Nouveaux avatars, vieilles rengaines

Qu’à-t-on vu, qu’à-t-on entendu ce jour-là dans une émission du service public français ? A quelques mois des élections présidentielles, où l’UMP au pouvoir, le PS et le FN – auxquels se soumettent presque tous les autres partis sur ce point – semblent tout à fait d’accord pour mettre « la question musulmane » au centre des débats racistes.
Rien de neuf ?
Si: le degré d’avancement des procédés colonialistes !

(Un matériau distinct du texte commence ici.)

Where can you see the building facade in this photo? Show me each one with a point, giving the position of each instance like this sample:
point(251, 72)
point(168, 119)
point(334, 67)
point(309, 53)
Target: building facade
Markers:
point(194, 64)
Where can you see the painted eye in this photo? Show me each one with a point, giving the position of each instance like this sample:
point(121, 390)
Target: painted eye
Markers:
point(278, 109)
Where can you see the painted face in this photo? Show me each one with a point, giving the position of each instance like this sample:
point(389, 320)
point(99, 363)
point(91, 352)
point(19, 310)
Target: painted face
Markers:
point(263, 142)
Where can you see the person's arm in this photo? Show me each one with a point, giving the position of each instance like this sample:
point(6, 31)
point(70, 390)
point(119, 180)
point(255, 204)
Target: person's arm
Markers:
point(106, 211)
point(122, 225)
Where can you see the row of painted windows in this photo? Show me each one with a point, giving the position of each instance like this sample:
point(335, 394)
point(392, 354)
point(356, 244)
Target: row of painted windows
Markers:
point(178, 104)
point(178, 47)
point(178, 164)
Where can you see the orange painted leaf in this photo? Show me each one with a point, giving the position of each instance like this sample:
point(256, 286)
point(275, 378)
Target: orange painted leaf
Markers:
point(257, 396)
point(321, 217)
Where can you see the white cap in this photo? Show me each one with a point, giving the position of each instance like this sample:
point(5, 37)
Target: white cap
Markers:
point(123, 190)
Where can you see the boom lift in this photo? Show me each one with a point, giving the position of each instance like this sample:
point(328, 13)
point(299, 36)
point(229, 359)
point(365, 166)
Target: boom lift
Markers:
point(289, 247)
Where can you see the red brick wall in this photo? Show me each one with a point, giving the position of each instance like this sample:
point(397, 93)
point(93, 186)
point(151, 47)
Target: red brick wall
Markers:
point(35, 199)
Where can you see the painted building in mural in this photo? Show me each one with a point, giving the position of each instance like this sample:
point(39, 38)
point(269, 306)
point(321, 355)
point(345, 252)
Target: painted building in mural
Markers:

Face au candidat d’un parti anti-capitaliste (M. Poutou du NPA), la journaliste du Figaro, Natacha Polony voulut à tout prix revenir sur une question cruciale à ses yeux: l’islam, la laïcité, le foulard, Ilham Moussaïd etc – bref, elle avait visiblement très envie de parler des immigrés, des Arabes, des Musulmans, des Indigènes… Dans un laïus débile, elle répéta encore une fois toujours les mêmes clichés sur le « vrai sens du foulard », l’islamisme et compagnie.
Rien de neuf en effet à ce stade.
Aidée de sa collègue noire qui cherche parfois à se faire passer pour une personne consciente des rapports de domination structurant l’ordre social, on n’entendit rien de plus que d’habitude.

Qu’en est-il du candidat anticapitaliste ?
Un monsieur ressemblant à un canular, se laissant donner la leçon islamophobe par les chroniqueuses de l’émission…assistées ce jour-là du plus grand philosophe de la télé, j’ai cité: Michel Onfray !

Pourtant monsieur Poutou, comme un gentil élève en échec scolaire, a fourni tous les efforts possibles: il a lu des livres ! Il les a même appréciés. Et en a été convaincu ! Et qu’a-t-il lu ? Chahdortt Djavann ! Vous savez cette militante iranienne anti-islam que les médias adoraient (elle a été à l’automne 2003 une des personnalités les plus souvent invitées à la télévision) et dont presque tous les journalistes dominants vantaient les mérites: puisque c’est une femme iranienne, elle sait de quoi elle parle lorsqu’elle nous faisait tous passer pour des professionnels de la lapidation. C’est donc ça la grande référence es islam de Monsieur Poutou…

S’il n’avait rien lu, ç’aurait été mieux.
Et au fond, si ce qu’il exprima sur le voile ce jour-là était certes très mal dit et qu’en effet, le personnage ne semble pas très à l’aise à la télé, ça n’avait objectivement rien de plus bête que ce que disent presque tous ses collègues politiciens plus aguerris au discours médiatique: c’était certes très très bête, mais franchement pas plus ! Peut-on lui en vouloir ? Il n’a même pas su défendre les prolétaires blancs, comment aurait-il pu défendre les indigènes ?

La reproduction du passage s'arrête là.